The usage of radiofrequency ablation for cancerous growths has increased in the past few years, with cancers of the kidneys, liver or lungs being treated successfully through such methods. Bone cancer and cancers of the bile ducts or the pancreas have also been treated through radiofrequency ablation. The treatment is recommended after the positive diagnosis of cancer; just like in the other procedures, the radiofrequency needle will reach the tumor through imagistic guidance and heat the respective tissues until they are destroyed and easy to remove.
It is important to note that a procedure such as radiofrequency ablation is mainly recommended for tumors of small size, primary or secondary (metastases). In deciding whether radiofrequency ablation is a suitable procedure or not, the doctor will take into consideration a series of factors, including: age of the patient, extensiveness of the tumor and other pre-existing conditions.
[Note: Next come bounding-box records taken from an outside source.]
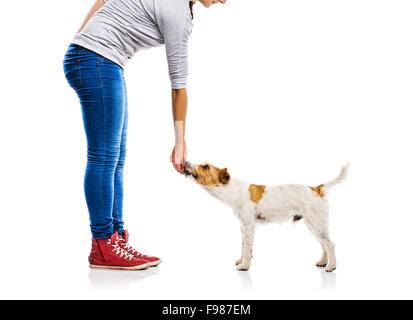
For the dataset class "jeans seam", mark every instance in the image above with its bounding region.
[96,57,108,235]
[75,59,82,91]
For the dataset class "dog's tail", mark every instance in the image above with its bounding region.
[310,163,350,198]
[322,163,350,192]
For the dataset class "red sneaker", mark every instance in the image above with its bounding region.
[119,230,162,267]
[89,232,149,270]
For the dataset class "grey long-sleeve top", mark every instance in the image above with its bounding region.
[72,0,192,89]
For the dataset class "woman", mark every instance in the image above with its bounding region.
[63,0,226,270]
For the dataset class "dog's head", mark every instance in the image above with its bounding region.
[184,161,231,187]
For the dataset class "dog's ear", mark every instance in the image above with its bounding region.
[218,168,231,184]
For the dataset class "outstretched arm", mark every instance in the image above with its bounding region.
[171,88,188,174]
[77,0,107,33]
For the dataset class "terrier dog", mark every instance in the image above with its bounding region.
[184,162,349,272]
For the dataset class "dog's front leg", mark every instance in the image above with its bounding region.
[237,222,255,270]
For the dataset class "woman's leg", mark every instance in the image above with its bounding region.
[65,45,125,239]
[113,75,128,235]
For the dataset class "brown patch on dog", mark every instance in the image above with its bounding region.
[192,163,231,186]
[248,184,265,203]
[309,184,325,198]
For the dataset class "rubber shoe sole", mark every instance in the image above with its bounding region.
[89,262,150,270]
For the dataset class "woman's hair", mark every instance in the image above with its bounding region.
[189,1,195,19]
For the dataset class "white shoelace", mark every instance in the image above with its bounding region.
[108,240,133,261]
[123,243,144,258]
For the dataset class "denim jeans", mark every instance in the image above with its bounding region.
[63,44,128,239]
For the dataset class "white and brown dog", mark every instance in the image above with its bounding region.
[184,162,349,272]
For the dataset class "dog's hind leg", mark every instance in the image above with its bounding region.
[237,223,255,271]
[304,211,337,272]
[316,243,328,267]
[235,226,245,265]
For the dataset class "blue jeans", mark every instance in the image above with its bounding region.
[63,44,128,239]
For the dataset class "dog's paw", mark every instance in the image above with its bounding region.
[237,263,250,271]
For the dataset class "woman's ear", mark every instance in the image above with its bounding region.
[218,168,231,184]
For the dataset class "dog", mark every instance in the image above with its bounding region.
[184,162,349,272]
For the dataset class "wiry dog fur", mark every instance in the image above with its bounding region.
[184,162,348,272]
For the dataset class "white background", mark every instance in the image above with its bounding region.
[0,0,413,299]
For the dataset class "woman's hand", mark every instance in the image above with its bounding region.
[170,141,186,174]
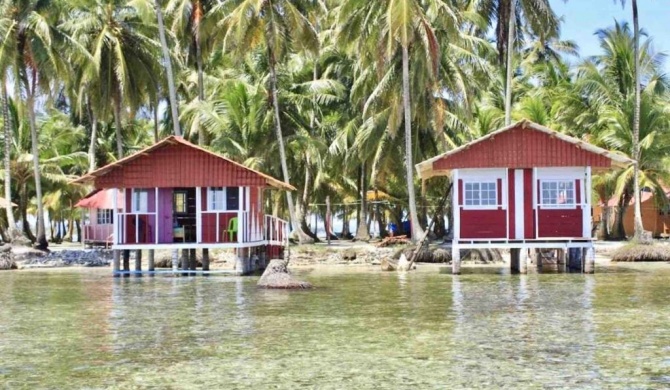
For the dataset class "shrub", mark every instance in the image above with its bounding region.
[612,244,670,261]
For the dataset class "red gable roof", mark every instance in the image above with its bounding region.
[74,136,295,190]
[417,121,634,178]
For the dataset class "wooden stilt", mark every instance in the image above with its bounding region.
[584,248,596,274]
[135,249,142,276]
[509,248,521,274]
[188,249,198,271]
[147,249,156,271]
[451,244,461,275]
[519,248,530,274]
[202,248,209,271]
[123,249,130,276]
[112,249,121,278]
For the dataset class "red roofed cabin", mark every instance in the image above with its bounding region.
[417,121,633,273]
[74,190,123,247]
[75,136,294,273]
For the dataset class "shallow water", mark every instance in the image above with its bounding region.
[0,264,670,389]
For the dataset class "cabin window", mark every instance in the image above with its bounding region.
[207,187,240,211]
[97,209,114,225]
[132,188,149,213]
[463,181,498,206]
[540,180,575,208]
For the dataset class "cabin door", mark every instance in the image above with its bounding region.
[509,169,535,240]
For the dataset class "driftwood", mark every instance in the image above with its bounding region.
[376,236,409,248]
[257,260,312,289]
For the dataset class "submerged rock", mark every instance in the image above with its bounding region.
[257,260,312,289]
[0,245,16,270]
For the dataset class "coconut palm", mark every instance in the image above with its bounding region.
[217,0,318,242]
[63,0,160,158]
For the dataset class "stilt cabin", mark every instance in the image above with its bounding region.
[74,190,123,247]
[75,136,294,266]
[416,121,633,273]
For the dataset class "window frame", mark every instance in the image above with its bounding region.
[461,178,502,210]
[130,188,149,214]
[538,178,581,210]
[207,186,243,212]
[95,209,114,225]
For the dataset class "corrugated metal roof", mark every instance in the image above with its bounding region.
[415,120,635,179]
[72,136,295,191]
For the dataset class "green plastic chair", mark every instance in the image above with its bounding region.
[228,217,237,242]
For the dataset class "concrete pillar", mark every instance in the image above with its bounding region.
[451,244,461,275]
[509,248,521,274]
[123,249,130,276]
[112,249,121,278]
[584,247,596,274]
[147,249,156,271]
[122,249,130,271]
[181,249,188,271]
[202,248,209,271]
[519,247,530,274]
[135,249,142,276]
[172,249,179,272]
[188,249,198,271]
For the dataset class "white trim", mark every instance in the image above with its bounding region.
[580,167,593,237]
[514,169,526,239]
[112,188,119,245]
[451,169,461,239]
[195,187,202,243]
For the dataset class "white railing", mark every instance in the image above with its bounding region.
[265,215,288,246]
[82,224,114,244]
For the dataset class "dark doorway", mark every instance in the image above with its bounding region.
[172,188,197,242]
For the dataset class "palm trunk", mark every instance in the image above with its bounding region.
[505,0,516,126]
[268,47,305,243]
[402,45,423,241]
[633,0,644,241]
[356,162,370,241]
[114,97,123,160]
[24,72,49,250]
[193,0,207,146]
[1,80,16,241]
[155,0,181,136]
[88,100,98,172]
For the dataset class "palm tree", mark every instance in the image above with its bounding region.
[620,0,644,241]
[217,0,318,242]
[0,0,69,249]
[63,0,160,158]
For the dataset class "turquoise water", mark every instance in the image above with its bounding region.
[0,264,670,389]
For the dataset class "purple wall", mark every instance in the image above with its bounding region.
[158,188,172,243]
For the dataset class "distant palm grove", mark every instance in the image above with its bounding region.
[0,0,670,246]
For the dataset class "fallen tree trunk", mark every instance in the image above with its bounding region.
[257,260,313,289]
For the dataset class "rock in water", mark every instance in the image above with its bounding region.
[257,260,312,289]
[0,245,16,270]
[381,258,397,271]
[398,253,409,271]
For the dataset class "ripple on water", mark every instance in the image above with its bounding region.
[0,265,670,389]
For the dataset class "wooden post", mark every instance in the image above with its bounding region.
[451,244,461,275]
[135,249,142,276]
[112,249,121,278]
[147,249,156,271]
[509,248,521,274]
[188,249,198,271]
[181,249,188,275]
[202,248,209,271]
[123,249,130,276]
[584,247,596,274]
[519,247,530,274]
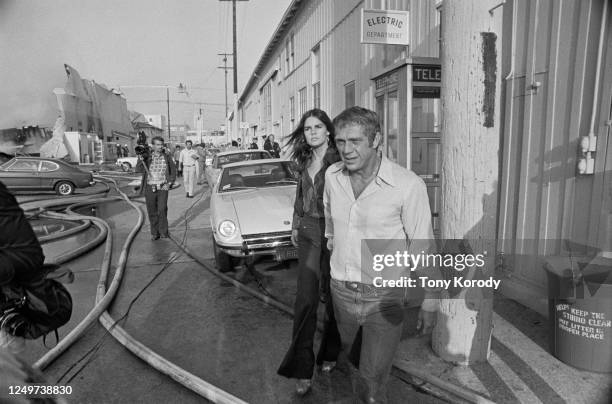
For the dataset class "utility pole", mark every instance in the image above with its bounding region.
[217,53,233,118]
[166,87,170,142]
[432,0,503,365]
[219,0,249,140]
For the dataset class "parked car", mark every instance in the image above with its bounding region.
[204,150,272,189]
[115,157,138,172]
[210,159,298,272]
[0,157,94,196]
[205,148,221,167]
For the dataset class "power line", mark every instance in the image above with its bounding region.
[127,100,225,107]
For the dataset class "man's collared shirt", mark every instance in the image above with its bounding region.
[323,157,434,283]
[179,149,198,167]
[147,152,168,185]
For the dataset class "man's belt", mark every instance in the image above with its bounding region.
[340,281,376,294]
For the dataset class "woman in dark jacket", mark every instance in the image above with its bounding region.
[278,109,340,395]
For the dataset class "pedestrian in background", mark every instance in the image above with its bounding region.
[179,140,200,198]
[136,136,176,240]
[196,143,206,185]
[173,145,183,177]
[324,107,440,403]
[264,135,280,158]
[278,109,341,395]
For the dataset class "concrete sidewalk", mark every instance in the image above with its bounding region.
[160,180,612,404]
[399,296,612,404]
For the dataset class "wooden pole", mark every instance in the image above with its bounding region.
[432,0,503,365]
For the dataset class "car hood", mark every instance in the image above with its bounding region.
[219,186,295,234]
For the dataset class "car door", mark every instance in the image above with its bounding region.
[1,159,40,191]
[39,160,61,190]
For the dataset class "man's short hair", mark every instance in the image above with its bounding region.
[333,107,381,144]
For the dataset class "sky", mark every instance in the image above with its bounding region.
[0,0,291,129]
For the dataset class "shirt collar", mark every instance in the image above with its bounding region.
[330,156,396,186]
[376,156,395,187]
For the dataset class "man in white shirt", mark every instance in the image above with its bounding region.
[323,107,440,403]
[179,140,200,198]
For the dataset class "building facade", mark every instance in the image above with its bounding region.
[53,65,136,164]
[235,0,612,314]
[498,0,612,313]
[231,0,441,231]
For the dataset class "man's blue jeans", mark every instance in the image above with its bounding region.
[331,279,405,403]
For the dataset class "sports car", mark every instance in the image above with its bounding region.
[0,156,94,196]
[210,159,297,272]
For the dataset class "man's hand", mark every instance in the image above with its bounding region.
[417,309,437,335]
[291,229,298,247]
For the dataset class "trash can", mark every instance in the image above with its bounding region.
[545,257,612,373]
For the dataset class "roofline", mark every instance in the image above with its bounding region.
[238,0,303,104]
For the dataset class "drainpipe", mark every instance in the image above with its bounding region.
[578,0,609,174]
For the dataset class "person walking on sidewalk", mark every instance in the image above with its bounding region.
[179,140,200,198]
[136,136,176,240]
[173,145,182,177]
[264,135,280,158]
[272,109,341,395]
[196,143,206,185]
[323,107,440,403]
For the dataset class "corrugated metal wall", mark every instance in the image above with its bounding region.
[237,0,439,142]
[498,0,612,302]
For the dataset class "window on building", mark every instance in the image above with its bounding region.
[312,83,321,108]
[298,87,308,117]
[344,80,355,108]
[311,45,321,108]
[285,34,295,75]
[261,82,272,121]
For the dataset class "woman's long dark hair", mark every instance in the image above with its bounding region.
[285,108,336,171]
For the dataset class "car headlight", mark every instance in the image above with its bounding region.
[219,220,236,237]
Even though it is an outpatient procedure, the patients treated for cancer might require a brief hospital stay. In many cases, the doctor might decide to combine radiofrequency ablation with other methods of treatment, such as chemotherapy (thus increasing the chances for success). Such combinations are often used for the treatment of patients who have been diagnosed with hepatocellular carcinoma.
In patients who suffer from diseases of the heart, radiofrequency ablation is generally used with the purpose of changing electric pathways that are not normal and lead to a modification of the cardiac rhythm.
For this procedure, the doctor will insert the radiofrequency needle through a small catheter, which has been placed inside a vein. Before the actual procedure, the surgeon will identify the exact location of where the abnormal electrical pathway occurs. There are different conditions of the heart that can be treated through this method, including: atrial flutter, supraventricular tachycardia and atrial fibrillation. Recent studies have shown that radiofrequency ablation might also be used with success in those who are suffering from chronic or drug-resistant hypertension.
As it was already mentioned, radiofrequency ablation is a common procedure performed in patients who have been diagnosed with chronic liver disease or cancer. It is a procedure recommended in patients who have been classified as inoperable through other methods and it is often used in combination with other forms of treatment, such as chemotherapy (increased chance of success and prolonged survival).
It is important to understand that, in patients diagnosed with cancer of the liver, this procedure is palliative, providing relief from the symptoms. Even though it may shrink the size of the tumor, it cannot cure the cancer the patient is suffering from. However, it can improve the rate of survival, especially when it used in association with other forms of treatment.
Radiofrequency ablation can be used with success for the treatment of neck pain. The procedure is minimally-invasive and it works by targeting the spinal nerves that are irritated in the cervical area. In a similar manner to the procedure used for the low back pain, the radiofrequency needle will ablate the cervical nerves and improve the symptomatology of the patient. It is important to note that the pain relief provided by the radiofrequency ablation is superior to the one offered through other methods of treatment (nevertheless, the effect is temporary, as the nerves will regenerate with the passing of time). This procedure is recommended in those who are suffering from neck pain, due to: whiplash injury, neuropathic pain syndrome, entrapment of the spinal nerves, prior surgical intervention in the cervical area and inflammation at the level of the spine. In general, the rate of success is high and the risk of complications reduced. Physical therapy might be recommended for a better recovery after the intervention.